Do seu carro, o bacteriologista olhou-o curiosamente, através dos óculos.

— Você bebeu! É um anarquista. Compreendo agora.

Ia acrescentar qualquer coisa, mas deteve-se. Um sorriso aflorou-lhe no canto dos lábios. Abriu a porta do carro, como que para descer. Então, o anarquista enviou-lhe um adeus dramático e correu na direção da ponte de Waterloo, tendo o cuidado de esfregar o corpo contaminado no maior número de pessoas possível.
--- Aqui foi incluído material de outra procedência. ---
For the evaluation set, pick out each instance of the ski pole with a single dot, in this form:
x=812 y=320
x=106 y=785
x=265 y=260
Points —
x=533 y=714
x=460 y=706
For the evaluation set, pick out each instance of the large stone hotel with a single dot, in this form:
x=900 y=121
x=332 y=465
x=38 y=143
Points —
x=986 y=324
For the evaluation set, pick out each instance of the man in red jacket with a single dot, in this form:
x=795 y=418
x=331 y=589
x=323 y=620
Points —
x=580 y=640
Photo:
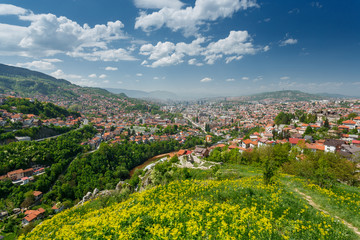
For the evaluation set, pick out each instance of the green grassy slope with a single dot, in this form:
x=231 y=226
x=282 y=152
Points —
x=240 y=208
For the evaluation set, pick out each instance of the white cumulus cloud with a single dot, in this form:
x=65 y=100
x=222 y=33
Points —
x=39 y=65
x=189 y=19
x=8 y=9
x=47 y=34
x=206 y=79
x=111 y=68
x=60 y=74
x=158 y=4
x=233 y=47
x=289 y=41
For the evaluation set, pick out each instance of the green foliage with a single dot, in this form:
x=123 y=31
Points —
x=55 y=152
x=44 y=110
x=324 y=168
x=104 y=168
x=309 y=130
x=284 y=118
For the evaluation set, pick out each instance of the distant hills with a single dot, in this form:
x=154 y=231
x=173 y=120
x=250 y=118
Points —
x=285 y=95
x=161 y=95
x=28 y=83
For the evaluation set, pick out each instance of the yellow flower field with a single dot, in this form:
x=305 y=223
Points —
x=229 y=209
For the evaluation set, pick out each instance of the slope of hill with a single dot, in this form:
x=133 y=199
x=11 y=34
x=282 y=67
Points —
x=291 y=95
x=27 y=83
x=286 y=95
x=333 y=95
x=193 y=209
x=162 y=95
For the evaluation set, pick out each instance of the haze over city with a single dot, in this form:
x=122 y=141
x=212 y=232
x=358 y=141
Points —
x=202 y=48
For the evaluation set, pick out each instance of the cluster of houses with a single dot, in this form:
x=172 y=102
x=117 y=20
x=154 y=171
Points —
x=22 y=177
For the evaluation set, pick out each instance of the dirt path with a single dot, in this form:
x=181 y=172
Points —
x=150 y=160
x=316 y=206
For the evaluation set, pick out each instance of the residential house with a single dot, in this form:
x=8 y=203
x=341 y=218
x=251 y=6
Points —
x=349 y=151
x=32 y=215
x=332 y=145
x=201 y=152
x=350 y=123
x=37 y=195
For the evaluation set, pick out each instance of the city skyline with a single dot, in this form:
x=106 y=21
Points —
x=204 y=48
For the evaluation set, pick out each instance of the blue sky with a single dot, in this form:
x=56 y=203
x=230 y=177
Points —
x=192 y=48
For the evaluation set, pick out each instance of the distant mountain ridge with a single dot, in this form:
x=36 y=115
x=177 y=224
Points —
x=162 y=95
x=285 y=95
x=28 y=83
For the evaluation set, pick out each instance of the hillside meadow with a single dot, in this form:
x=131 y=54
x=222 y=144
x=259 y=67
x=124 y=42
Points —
x=238 y=207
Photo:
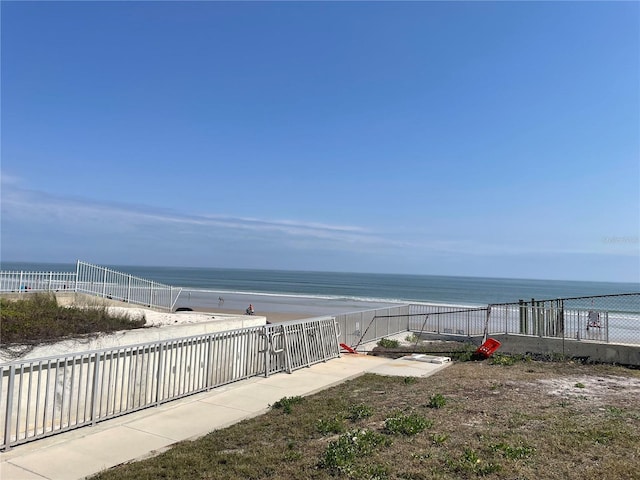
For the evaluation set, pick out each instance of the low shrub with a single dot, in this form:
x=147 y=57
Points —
x=286 y=403
x=388 y=343
x=401 y=424
x=340 y=454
O bacteriologista ficou tão aterrorizado com esse espetáculo que não manifestou a menor surpresa ao ver a sua mulher aparecer com o chapéu, os sapatos e o sobretudo.

 — Que amabilidade a sua em trazer-me tudo isto!

E ficou perdido na contemplação do anarquista, que se afastava.

— É melhor você entrar no coche e voltar — disse ele, olhando sempre o fugitivo.

Minnie ficou persuadida que ele estava maluco e deu ordem ao cocheiro de conduzi-lo à casa.

— Pôr os sapatos? Certamente, querida — acrescentou ele, no momento em que o carro, começando a rodar, não lhe permitia mais avistar o ponto negro, que era o anarquista, ao longe.

Então, de repente, uma ideia grotesca feriu o espírito do bacteriologista e ele começou a rir. Depois, falou:

— É sério... Sabe este homem que veio visitar-me? Pois bem, é um anarquista... Não vale a pena você ficar surpresa, senão não lhe posso contar o resto. Não sabendo quem era, quis assustá-lo. Tomei uma cultura dessa bactéria nova, de que há pouco tempo falei, que é um veneno e produz, penso, manchas azuladas em diversas espécies de macacos e, como um imbecil, disse que era o cólera asiático. Meu visitante fugiu com um tubo para envenenar a água de Londres e sem dúvida ia fazer mudar de cor a pele de todos os habitantes desta cidade civilizada. Ele acabou de engolir a droga. Evidentemente, não posso prever o que acontecerá. Mas você viu como a gata ficou azul e viu as manchas produzidas nos filhotes. Ah, e o azul brilhante do pardal?! O pior é que tenho de preparar à minha custa outra cultura.

“Pôr sobretudo com este calor! Por quê? Porque podemos encontrar a senhora Jabber?[5] Querida, a senhora Jabber não me constipará. E para que um sobretudo, com este calor, só por causa daquela senhora... Está bem, não insisto”.

Fonte: “Vida Policial”, edição de 17 de julho de 1926.

Este conto foi publicado originariamente, em português e espanhol, na revista Relatos Fantásticos. Para acessá-la, clique AQUI.



[1] François Claudius Koënigstein, dito Ravachol (1859 — 1892), foi um dos mais famosos anarquistas franceses, reputado um dos maiores terroristas do séc. XIX.

[2] Auguste Valliant (1861 — 1894), anarquista francês, protagonizou o atentado a bomba à Câmara de Deputados francesa em 9 de dezembro de 1893.

[3] Meia libra esterlina.

[4] “Viva a Anarquia!”, em francês, no original.

[5]Tootles e Jabber são uma sutil referência a Trottle e Jarber, personagens de “A House to Let”, de Charles Dickens, Wilke Collins, Elizabeth Gaskell e Adelaide Anne Procter.